Mark Plotkin

Personal information
- Full name: Mark Plotkin
- Date of birth: ~1987 or 1988 (age 30 or 31)
- Place of birth: Naperville, Illinois, United States
- Height: 6 ft 0 in (1.83 m)
- Position: Midfielder

Youth career
- 2003–2006: Naperville North Huskies

College career
- Years: Team / Apps / (Gls)
- 2006–2009: DePaul Blue Demons / 77 / (4)

Managerial career
- 2010–2012: DePaul Blue Demons (director)
- 2012–2013: DePaul Blue Demons (assistant)
- 2014–2017: Colgate Raiders (assistant)
- 2018–: DePaul Blue Demons

= Mark Plotkin (soccer) =

American soccer player and coach

Mark Plotkin is an American soccer coach who coaches the DePaul Blue Demons men's soccer program. Plotkin was previously an assistant coach for the Colgate Raiders men's soccer program.

== Playing career ==
=== Youth and college ===
Plotkin was a four-year starter for DePaul, where he made 77 appearances, scoring 4 goals.
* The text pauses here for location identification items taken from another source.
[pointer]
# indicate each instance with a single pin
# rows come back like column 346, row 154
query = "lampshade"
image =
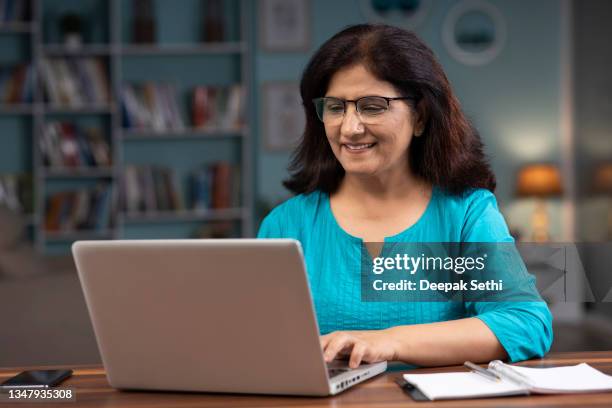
column 539, row 180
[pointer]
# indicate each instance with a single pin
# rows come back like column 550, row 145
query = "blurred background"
column 176, row 119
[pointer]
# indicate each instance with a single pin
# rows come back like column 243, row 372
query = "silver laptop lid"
column 203, row 315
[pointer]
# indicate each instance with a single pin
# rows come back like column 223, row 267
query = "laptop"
column 227, row 315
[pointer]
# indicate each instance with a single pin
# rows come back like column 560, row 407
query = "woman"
column 388, row 156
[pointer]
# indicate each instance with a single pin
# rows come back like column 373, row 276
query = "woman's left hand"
column 370, row 346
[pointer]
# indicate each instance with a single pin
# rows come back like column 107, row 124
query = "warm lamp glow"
column 539, row 180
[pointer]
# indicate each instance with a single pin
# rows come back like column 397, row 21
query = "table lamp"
column 540, row 181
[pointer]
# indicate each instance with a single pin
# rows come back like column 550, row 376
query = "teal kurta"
column 333, row 257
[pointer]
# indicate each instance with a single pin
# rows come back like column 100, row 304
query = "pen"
column 481, row 371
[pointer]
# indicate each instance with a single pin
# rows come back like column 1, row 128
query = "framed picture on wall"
column 284, row 25
column 474, row 32
column 283, row 115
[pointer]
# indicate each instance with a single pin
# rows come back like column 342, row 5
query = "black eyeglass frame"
column 355, row 101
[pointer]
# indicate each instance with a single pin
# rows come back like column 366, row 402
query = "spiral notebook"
column 514, row 380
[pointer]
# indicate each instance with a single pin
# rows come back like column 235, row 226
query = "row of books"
column 75, row 82
column 16, row 84
column 217, row 107
column 215, row 186
column 154, row 188
column 151, row 106
column 85, row 209
column 148, row 189
column 63, row 144
column 12, row 11
column 16, row 192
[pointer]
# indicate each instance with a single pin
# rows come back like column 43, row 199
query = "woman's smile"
column 358, row 148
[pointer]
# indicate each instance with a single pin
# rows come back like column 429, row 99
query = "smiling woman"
column 388, row 156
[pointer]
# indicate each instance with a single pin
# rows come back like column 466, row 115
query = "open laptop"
column 208, row 315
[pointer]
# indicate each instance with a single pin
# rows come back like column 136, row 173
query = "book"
column 75, row 82
column 84, row 209
column 16, row 84
column 513, row 380
column 151, row 106
column 217, row 107
column 215, row 186
column 63, row 144
column 147, row 188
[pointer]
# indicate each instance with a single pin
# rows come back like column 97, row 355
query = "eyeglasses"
column 371, row 109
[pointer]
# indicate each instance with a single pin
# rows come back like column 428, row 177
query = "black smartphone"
column 36, row 379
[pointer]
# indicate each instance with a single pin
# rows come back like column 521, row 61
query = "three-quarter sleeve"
column 523, row 328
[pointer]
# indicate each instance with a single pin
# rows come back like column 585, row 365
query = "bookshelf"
column 184, row 149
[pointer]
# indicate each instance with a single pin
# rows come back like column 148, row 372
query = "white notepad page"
column 555, row 380
column 462, row 385
column 578, row 378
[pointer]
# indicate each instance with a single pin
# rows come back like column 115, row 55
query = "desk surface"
column 92, row 389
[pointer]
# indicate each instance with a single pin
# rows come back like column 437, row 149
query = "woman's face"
column 381, row 145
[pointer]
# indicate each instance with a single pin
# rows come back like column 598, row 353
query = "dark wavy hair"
column 448, row 154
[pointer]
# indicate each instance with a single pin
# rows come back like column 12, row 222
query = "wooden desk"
column 92, row 390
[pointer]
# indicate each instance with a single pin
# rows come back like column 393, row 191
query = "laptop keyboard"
column 332, row 372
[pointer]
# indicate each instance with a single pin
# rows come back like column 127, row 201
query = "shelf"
column 185, row 134
column 77, row 172
column 16, row 27
column 184, row 216
column 183, row 49
column 75, row 235
column 83, row 51
column 78, row 110
column 16, row 109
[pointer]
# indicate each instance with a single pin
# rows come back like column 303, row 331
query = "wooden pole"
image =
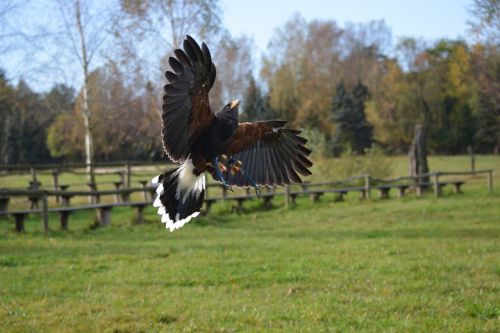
column 437, row 188
column 45, row 212
column 33, row 176
column 129, row 175
column 287, row 197
column 367, row 187
column 490, row 180
column 472, row 159
column 55, row 176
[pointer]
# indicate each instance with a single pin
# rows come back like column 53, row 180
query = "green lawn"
column 410, row 265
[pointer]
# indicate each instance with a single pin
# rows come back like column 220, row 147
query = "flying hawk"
column 262, row 153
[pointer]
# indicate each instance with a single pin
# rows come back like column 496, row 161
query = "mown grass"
column 410, row 265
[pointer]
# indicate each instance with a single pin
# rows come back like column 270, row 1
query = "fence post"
column 472, row 159
column 129, row 174
column 437, row 187
column 287, row 197
column 45, row 212
column 490, row 180
column 55, row 175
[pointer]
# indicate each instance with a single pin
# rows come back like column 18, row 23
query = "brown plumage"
column 258, row 153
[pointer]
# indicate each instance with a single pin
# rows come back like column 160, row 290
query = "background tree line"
column 349, row 87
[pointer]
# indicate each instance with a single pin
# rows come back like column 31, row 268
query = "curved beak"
column 234, row 103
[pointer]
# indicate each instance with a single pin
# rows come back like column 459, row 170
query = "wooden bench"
column 457, row 184
column 103, row 213
column 385, row 189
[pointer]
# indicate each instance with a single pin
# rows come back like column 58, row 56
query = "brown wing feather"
column 247, row 134
column 271, row 154
column 186, row 106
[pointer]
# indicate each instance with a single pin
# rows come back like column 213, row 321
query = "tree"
column 148, row 31
column 485, row 29
column 255, row 104
column 348, row 113
column 234, row 62
column 485, row 21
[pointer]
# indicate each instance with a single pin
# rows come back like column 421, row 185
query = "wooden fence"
column 364, row 184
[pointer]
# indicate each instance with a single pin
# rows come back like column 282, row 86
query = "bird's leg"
column 219, row 167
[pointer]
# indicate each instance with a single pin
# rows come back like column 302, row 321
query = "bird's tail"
column 180, row 195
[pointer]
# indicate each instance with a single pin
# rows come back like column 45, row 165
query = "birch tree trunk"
column 418, row 154
column 89, row 146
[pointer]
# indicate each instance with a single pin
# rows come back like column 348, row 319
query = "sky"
column 427, row 19
column 258, row 19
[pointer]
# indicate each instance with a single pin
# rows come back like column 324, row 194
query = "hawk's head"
column 232, row 106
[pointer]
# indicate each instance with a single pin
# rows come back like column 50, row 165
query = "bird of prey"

He earned Big East Conference All-Academic teams in his four years as a player.

== Coaching career ==
Plotkin immediately began his coaching career after graduating from DePaul University. In 2010, he was hired as a director of operations for the men's soccer program. He remained as the director of operations through 2012, before being promoted to assistant coach. In 2014, he joined the coaching staff for Colgate University, where he was an assistant for the 2014 through 2016 seasons. Ahead of the 2017 NCAA Division I men's soccer season, Plotkin was promoted to associate head coach, where he helped the Raiders earn their first ever Sweet 16 berth in the 2017 NCAA Division I Men's Soccer Championship.

On December 21, 2017, Plotkin was appointed as the head coach for his alma mater, DePaul.